Back in the heyday I'm sure a 'full length' point n click amounted to either 5+ hours gameplay or 100+ rooms. Certainly all the boxes I have make a point of just how many rooms there are.

Radiant

Very few Sierra games have over a hundred rooms though. This is easy to see if you play around with the debugger. I'm not aware of the AGS database having any "official" definition of what constitutes a certain length.

Stupot

100 rooms is a hell of a lot really.

I don't think you can judge game length in terms of just rooms.  There are loads of factors involves.  For one thing, it depends how much backtracking a game involves.. there could be a game with 20 rooms which all have a lot going on and lots of backtracking that takes 50 hours, vs a game that has very little backtracking through 100 rooms, (half of which are just there to look pretty and don't even have any object in) and takes 10 hours.

On the flip-side, judging length by time is also problematic.  Some games might have a lot of lengthy cut-scenes which beef up the time it takes to complete the game, but with relatively few rooms comapred to a game with lots of gameplay and no cutscenes.

miguel

Chapters?
Maybe its easier to tell that a game is a full length one if it has more than, let's say...4 chapters?
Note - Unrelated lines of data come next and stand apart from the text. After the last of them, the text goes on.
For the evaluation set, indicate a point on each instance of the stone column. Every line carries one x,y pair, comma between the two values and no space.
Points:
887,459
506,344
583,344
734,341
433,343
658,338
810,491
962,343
Each in different locations?
It's very subjective.
Working on a RON game!!!!!

Gribbler

Moreover, numer of hours needed to complete a game also depends on player's experience. One person can complete given game in 2 hours whereas another might need 4 or 5. What then? Is the game short for the first and medium for the latter?

m0ds

#8
Yep, 100 room AGS games are few and far between...

I reckon it's something developer led rather than how players might play it. Actually it could fall on both providing they can just go through the game at its max pace. For example, there's a certain pace you can achieve even if you know the game inside out (as a developer would). For example, my game 11-11-11 no matter how fast I try and complete it I never achieve a time better than about 30 mins. The game plays out in that time as we are all familiar with in a point & click. No matter how quickly you solve the puzzles it's just not possible to shorten the experience beyond a certain point. So perhaps those timings aren't too bad. If you could play a game completely at its fastest possible pace, you would then probably feel as the 30 mins area around short and medium are perhaps quite fair settings. Does that make sense? My point is the absolute minimum time it takes to complete a game perhaps says something about its overall length.

MiteWiseacreLives!

What makes sense to me is to play through the game, completing all tasks and conversations, with the knowledge of the solutions. Time that. I don't believe many factor in the time naturally spent thinking and experimenting with solutions, just time moving through the game at a reasonable pace. When I look at game length when considering a game I'd feel ripped off it was not actual content and just a guess on how often I would get stumped.